Observation data Epoch J2000 Equinox ICRS
- Constellation: Mensa
- Right ascension: 04^{h} 41^{m} 40.7062^{s}
- Declination: –76° 36′ 45.940″
- Apparent magnitude (V): 18.6 (11.8)

Astrometry
- Proper motion (μ): RA: 8.431 ± 0.128 mas/yr Dec.: 26.318 ± 0.155 mas/yr
- Parallax (π): 3.5979±0.0647 mas
- Distance: 910 ± 20 ly (278 ± 5 pc)
- Other designations: WEB 4201, 2MASS J04414069-7636458

Database references
- SIMBAD: data

= TU Mensae =

Star in the constellation Mensa

TU Mensae is a cataclysmic variable star of (SU Ursae Majoris subtype) in the constellation Mensa. A close binary, it consists of a white dwarf and low-mass star orbiting each other in 2 hours 49 minutes. The stars are close enough that the white dwarf strips material off the other star, creating an accretion disc that periodically ignites with a resulting brightening of the system. These result in an increase in brightness lasting around a day every 37 days. Brighter outbursts, known as superhumps, last 5-20 days and take place every 194 days. The properties of TU Mensae have been difficult to calculate, as the calculated mass ratio between the two stars mean there should not be superhumps.

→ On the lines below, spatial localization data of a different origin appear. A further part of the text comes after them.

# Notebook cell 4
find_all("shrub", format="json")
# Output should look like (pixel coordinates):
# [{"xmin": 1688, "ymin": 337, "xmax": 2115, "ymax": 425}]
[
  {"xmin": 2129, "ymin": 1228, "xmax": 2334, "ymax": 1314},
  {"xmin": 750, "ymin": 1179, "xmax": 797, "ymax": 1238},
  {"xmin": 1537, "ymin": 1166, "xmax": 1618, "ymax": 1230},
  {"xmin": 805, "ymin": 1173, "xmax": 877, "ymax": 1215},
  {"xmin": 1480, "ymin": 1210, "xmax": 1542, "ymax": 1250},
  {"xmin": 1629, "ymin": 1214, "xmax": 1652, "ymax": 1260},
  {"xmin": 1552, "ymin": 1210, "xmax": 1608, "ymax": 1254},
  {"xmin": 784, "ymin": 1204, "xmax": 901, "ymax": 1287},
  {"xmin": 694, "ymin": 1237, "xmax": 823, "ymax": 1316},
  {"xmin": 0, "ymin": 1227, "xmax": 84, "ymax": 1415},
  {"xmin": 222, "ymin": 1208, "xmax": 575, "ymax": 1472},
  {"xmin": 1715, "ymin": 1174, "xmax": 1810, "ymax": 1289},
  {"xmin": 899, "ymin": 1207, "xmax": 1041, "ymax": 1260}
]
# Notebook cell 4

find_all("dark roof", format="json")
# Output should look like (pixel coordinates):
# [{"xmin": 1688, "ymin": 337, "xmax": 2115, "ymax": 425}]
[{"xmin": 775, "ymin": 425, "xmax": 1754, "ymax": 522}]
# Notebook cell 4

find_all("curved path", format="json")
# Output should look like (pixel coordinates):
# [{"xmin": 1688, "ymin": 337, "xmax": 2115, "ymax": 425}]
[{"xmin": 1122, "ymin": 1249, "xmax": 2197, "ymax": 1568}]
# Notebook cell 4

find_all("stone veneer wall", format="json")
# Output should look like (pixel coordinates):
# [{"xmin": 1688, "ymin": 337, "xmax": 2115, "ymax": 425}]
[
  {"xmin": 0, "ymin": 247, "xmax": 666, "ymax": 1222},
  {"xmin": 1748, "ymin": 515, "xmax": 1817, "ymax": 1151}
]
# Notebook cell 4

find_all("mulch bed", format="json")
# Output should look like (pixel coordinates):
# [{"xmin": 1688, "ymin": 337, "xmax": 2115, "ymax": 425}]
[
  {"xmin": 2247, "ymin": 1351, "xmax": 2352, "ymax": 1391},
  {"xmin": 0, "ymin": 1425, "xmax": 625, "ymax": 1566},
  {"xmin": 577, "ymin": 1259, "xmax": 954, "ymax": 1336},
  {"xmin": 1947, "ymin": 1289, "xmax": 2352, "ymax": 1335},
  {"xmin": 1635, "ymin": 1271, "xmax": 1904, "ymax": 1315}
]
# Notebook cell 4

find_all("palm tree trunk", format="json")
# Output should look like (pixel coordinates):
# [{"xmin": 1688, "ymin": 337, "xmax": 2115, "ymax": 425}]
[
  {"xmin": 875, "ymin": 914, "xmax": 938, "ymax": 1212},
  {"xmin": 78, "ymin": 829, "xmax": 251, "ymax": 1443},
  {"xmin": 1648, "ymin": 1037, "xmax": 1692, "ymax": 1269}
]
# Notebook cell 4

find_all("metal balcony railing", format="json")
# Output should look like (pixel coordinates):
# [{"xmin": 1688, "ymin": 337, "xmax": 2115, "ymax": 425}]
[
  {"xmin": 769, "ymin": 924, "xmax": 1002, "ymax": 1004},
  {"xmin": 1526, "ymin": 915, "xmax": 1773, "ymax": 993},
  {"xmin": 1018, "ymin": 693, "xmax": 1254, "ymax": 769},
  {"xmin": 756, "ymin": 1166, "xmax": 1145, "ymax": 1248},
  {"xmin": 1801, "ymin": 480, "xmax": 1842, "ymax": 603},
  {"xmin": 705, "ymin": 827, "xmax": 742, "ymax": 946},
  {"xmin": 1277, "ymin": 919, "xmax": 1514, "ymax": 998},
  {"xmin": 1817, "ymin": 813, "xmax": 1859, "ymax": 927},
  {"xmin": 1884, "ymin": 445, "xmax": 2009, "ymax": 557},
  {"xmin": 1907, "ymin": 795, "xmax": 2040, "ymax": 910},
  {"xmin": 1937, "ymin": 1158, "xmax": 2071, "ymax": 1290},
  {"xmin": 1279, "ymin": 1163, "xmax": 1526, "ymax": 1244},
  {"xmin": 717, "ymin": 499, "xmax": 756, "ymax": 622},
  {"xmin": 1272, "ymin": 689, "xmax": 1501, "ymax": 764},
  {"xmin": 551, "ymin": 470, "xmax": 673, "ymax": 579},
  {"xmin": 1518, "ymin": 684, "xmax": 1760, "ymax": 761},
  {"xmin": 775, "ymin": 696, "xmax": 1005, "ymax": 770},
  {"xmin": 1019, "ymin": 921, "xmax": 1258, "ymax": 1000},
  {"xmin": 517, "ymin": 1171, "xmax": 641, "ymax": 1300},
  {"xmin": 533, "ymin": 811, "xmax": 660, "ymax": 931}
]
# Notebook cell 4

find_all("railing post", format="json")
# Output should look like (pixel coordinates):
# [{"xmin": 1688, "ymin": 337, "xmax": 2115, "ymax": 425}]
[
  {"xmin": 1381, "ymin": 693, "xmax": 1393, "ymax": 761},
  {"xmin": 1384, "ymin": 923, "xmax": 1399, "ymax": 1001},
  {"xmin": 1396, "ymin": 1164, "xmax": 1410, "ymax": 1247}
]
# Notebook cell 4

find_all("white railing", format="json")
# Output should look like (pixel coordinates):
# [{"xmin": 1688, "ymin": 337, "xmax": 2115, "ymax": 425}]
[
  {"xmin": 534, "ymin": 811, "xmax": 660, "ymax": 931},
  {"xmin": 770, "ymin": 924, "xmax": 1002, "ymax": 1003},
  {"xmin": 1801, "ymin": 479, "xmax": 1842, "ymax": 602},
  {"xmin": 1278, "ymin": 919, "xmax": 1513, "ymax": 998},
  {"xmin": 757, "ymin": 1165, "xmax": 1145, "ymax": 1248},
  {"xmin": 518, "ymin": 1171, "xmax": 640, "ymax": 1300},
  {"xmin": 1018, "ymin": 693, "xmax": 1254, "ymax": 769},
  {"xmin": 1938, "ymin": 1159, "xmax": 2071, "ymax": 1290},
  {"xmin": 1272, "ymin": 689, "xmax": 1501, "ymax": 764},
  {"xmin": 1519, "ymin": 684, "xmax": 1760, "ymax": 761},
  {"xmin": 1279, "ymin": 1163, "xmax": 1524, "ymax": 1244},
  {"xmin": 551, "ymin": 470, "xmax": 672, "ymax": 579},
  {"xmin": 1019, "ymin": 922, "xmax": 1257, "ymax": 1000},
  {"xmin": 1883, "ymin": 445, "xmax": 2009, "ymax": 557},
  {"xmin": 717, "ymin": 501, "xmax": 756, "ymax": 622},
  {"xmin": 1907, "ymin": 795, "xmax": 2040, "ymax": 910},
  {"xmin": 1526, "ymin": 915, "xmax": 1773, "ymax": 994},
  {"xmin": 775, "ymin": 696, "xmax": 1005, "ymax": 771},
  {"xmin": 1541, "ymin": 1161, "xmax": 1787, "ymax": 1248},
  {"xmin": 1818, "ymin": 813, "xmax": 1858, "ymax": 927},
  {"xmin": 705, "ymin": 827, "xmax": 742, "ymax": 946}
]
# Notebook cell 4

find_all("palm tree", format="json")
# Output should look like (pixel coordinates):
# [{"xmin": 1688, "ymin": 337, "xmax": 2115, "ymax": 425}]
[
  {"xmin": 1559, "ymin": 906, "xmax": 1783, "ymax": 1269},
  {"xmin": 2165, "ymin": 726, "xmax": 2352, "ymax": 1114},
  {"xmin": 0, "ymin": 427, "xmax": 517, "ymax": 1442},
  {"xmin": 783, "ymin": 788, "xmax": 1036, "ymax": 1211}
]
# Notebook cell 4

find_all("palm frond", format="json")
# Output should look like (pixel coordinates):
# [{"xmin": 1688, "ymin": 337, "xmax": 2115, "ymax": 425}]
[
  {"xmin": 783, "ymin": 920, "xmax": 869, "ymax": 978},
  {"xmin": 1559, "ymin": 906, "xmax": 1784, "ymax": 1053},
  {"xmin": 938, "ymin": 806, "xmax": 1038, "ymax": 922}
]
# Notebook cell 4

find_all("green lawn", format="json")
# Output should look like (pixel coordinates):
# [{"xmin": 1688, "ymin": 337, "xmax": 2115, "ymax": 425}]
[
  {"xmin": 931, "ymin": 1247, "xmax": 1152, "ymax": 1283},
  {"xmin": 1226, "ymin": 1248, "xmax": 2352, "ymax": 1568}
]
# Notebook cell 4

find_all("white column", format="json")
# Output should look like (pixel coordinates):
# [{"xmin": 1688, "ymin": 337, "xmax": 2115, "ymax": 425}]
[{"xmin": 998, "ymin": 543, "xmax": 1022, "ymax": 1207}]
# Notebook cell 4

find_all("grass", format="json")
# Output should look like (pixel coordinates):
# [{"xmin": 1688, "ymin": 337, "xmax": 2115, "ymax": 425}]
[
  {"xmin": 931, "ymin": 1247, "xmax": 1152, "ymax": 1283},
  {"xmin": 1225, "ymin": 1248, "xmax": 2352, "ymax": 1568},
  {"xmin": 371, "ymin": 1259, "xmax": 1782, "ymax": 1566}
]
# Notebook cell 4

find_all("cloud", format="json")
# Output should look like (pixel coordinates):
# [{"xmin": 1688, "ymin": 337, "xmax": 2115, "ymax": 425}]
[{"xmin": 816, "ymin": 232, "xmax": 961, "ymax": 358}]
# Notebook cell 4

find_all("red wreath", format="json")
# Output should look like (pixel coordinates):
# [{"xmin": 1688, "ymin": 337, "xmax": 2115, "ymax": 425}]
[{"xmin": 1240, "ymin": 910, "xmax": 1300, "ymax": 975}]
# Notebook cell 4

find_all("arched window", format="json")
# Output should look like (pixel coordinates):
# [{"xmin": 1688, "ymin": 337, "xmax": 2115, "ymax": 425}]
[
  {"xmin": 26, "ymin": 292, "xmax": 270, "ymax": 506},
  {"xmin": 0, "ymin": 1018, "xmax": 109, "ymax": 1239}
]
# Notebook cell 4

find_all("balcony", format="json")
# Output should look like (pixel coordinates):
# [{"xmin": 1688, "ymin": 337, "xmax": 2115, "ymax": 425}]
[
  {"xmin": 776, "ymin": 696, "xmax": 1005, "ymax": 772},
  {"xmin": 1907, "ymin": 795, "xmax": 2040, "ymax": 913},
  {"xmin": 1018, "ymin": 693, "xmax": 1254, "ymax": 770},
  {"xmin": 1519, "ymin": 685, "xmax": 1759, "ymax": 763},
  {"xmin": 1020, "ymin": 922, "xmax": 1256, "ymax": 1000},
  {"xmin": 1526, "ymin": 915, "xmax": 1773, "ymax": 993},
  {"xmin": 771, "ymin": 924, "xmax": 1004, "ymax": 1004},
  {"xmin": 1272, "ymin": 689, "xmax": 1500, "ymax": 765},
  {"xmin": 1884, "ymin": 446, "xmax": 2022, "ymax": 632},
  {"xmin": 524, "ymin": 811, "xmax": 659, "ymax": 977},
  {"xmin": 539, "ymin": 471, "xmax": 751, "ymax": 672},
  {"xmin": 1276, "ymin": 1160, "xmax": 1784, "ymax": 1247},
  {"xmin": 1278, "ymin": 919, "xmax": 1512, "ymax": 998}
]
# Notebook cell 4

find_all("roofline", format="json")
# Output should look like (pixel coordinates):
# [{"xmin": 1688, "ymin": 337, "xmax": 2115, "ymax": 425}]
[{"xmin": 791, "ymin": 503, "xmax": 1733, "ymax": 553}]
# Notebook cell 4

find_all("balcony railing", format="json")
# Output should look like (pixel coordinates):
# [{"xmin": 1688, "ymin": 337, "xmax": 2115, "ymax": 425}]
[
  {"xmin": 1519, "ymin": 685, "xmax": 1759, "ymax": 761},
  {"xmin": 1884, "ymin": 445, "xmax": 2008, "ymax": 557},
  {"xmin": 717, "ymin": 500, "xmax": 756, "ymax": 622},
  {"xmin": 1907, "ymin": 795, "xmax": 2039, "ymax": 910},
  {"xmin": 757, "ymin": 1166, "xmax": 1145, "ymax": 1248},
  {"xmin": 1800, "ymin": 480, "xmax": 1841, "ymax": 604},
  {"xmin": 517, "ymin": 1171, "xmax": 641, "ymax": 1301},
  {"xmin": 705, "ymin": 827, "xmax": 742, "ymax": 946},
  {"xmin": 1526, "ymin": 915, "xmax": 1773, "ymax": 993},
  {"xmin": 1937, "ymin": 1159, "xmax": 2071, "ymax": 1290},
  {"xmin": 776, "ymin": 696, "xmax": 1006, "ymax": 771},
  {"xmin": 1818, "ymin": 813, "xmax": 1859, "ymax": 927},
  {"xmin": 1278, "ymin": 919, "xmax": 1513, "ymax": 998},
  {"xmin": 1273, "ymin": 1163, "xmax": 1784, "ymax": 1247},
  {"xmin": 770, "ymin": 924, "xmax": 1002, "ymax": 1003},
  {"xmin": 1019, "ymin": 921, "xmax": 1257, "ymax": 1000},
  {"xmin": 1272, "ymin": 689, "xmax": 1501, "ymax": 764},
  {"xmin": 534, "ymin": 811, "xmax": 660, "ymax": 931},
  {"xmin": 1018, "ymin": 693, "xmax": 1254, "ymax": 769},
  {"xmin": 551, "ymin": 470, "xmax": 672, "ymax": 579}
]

TU Mensae has an apparent magnitude of 18.6 when quiescent, brightening to 11.8 in outburst. The companion star has been calculated to be a red dwarf of spectral type M4V, and the white dwarf has an estimated mass around 80% that of the Sun. The orbital period is one of the longest for cataclysmic variable systems exhibiting superhumps.